Certamente l'avvento del braccio aliante in carbonio (ormai nel singolo è quasi una scelta scontata) che è la versione più performante in casa Filippi, sia nella coppia che nella punta, ha accelerato questo processo.
Come dicevamo, per non diventare una "S" la barca deve rispondere con una forza uguale e contraria a quella prodotta dal movimento del braccio.
E il movimento lo conosciamo tutti, quasi a memoria, grazie al supporto delle telecamere, ormai frequenti, a bordo di uno scafo.
Sia nella punta che nella coppia, il canottiere esercita una compressione sul braccio e questo, per la propria posizione dietro al perno, tende a sollevarsi verso prua e a torcere la barca in una zona ristretta: quella all’altezza dei fori di fissaggio del braccio sulla barca.

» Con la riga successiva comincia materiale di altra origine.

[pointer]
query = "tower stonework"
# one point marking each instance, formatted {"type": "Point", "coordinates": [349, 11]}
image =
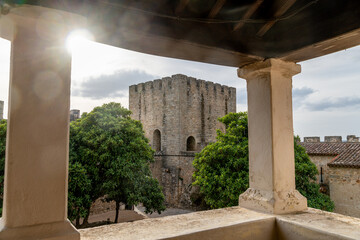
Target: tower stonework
{"type": "Point", "coordinates": [179, 115]}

Da qui la necessità di riequilibrare il “momento” torcente, per evitare che avvengano quelle deformazioni che un programma di F.E.M. (studio degli elementi finiti) è in grado di individuare e valutare, capaci di penalizzare il progetto fluidodinamico pensato dai nostri ingegneri.

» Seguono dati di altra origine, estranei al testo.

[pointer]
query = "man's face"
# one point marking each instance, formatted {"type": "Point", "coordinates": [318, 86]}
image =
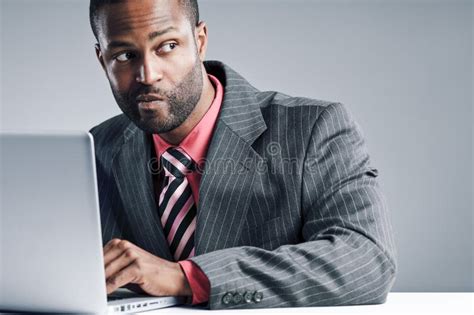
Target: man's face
{"type": "Point", "coordinates": [148, 50]}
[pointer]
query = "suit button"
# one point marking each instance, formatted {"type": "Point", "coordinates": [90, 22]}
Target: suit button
{"type": "Point", "coordinates": [237, 298]}
{"type": "Point", "coordinates": [258, 297]}
{"type": "Point", "coordinates": [248, 297]}
{"type": "Point", "coordinates": [227, 298]}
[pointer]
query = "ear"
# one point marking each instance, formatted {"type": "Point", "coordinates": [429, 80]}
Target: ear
{"type": "Point", "coordinates": [201, 39]}
{"type": "Point", "coordinates": [98, 53]}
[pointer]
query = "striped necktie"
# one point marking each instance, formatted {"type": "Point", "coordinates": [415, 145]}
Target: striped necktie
{"type": "Point", "coordinates": [176, 204]}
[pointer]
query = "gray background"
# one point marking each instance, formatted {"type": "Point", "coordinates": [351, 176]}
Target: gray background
{"type": "Point", "coordinates": [403, 68]}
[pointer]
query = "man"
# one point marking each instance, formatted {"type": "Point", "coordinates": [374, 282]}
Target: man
{"type": "Point", "coordinates": [214, 190]}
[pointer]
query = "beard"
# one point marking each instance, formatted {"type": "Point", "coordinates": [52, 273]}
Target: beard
{"type": "Point", "coordinates": [180, 102]}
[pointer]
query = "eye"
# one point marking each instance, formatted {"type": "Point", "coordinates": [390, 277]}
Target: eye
{"type": "Point", "coordinates": [124, 56]}
{"type": "Point", "coordinates": [167, 47]}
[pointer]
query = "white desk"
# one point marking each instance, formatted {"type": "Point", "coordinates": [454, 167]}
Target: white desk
{"type": "Point", "coordinates": [397, 303]}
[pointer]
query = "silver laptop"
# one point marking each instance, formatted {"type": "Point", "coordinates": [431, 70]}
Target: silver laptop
{"type": "Point", "coordinates": [51, 257]}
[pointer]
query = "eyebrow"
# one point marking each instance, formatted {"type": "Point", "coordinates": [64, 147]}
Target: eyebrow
{"type": "Point", "coordinates": [151, 36]}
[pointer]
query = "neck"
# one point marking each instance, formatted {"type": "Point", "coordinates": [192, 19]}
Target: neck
{"type": "Point", "coordinates": [176, 135]}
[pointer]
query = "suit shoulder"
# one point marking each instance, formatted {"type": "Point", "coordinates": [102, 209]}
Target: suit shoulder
{"type": "Point", "coordinates": [311, 107]}
{"type": "Point", "coordinates": [109, 134]}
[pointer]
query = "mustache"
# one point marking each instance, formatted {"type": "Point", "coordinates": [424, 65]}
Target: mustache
{"type": "Point", "coordinates": [149, 90]}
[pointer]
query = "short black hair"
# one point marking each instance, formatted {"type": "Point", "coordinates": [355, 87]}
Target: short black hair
{"type": "Point", "coordinates": [190, 6]}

Ovviamente le cose cambiano tra aliante di coppia e di punta. Di coppia, la torsione può essere soprattutto derivata da errori tecnici commessi dall'atleta, vista la posizione del braccio in barca. Nella punta, quel movimento è considerato normale e in base alle simulazioni effettuate, corrisponde a circa 120 kg per 1 metro, che è la distanza tra l'applicazione della forza e il centro della barca.
In questo caso, a differenza di quello che succedeva con l'utilizzo dei braccioli, non ci si può più accontentare di rinforzi relativi. L'esperienza del canottaggio in acqua e i software ci dicono che la barca va irrigidita per tutta la lunghezza delle mastre e anche oltre. Questo determina l'aumento degli spessori del sandwich, ferme restando alcune stratificazioni mirate nei punti nevralgici.

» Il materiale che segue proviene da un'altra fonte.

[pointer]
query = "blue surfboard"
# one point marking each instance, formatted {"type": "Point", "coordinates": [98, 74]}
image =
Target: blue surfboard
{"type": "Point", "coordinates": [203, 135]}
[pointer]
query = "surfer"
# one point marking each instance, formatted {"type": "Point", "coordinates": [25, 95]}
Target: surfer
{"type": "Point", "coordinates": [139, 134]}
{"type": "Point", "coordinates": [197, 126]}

È qui che viene fuori il valore aggiunto di un'azienda come la nostra, che non ha mai smesso di fare innovazione e di cercare soluzioni più originali ma oggettivamente testate. Dove altri si limitano a copiare l'esistente e quello che si riesce a intuire a livello di laminazione, noi raccogliamo il frutto di decine di caratterizzazioni del sandwich al vero e al computer, cercando di ottimizzare scelte che vengono da conoscenze acquisite della materia prima.
Oltretutto sulle nostre imbarcazioni per i bracci aliante si è pensato da subito a garantire l'assorbimento del massimo dei carichi possibili, nel rispetto dei limiti di peso imposti dal regolamento. Ovvio il riferimento alla cosiddetta voga italiana, dove i carichi raddoppiano su entrambe le bordate. A maggior ragione chi adotta impostazioni standard potrà beneficiare di un manufatto con rigidità assolute.
Capita che i nostri clienti ci chiedano a posteriori di trasformare di punta, un'imbarcazione nata per l'aliante di coppia. Ovvio che non sia la scelta ad hoc per uno scafo di élite, considerando che nella coppia la stratificazione è ridotta (in ragione dei momenti di torsione differenti) e al peso di per sé maggiore di un braccio di coppia. E lo stesso vale, se si parte dall'acquisto di un'imbarcazione per la punta, aggiungendo successivamente i bracci di coppia. Ben comprendendo le esigenze di un club, ovviamente la struttura del sandwich consente entrambe le soluzioni. Il consiglio, quando è possibile, è quello di indirizzare la scelta su una specialità alla volta.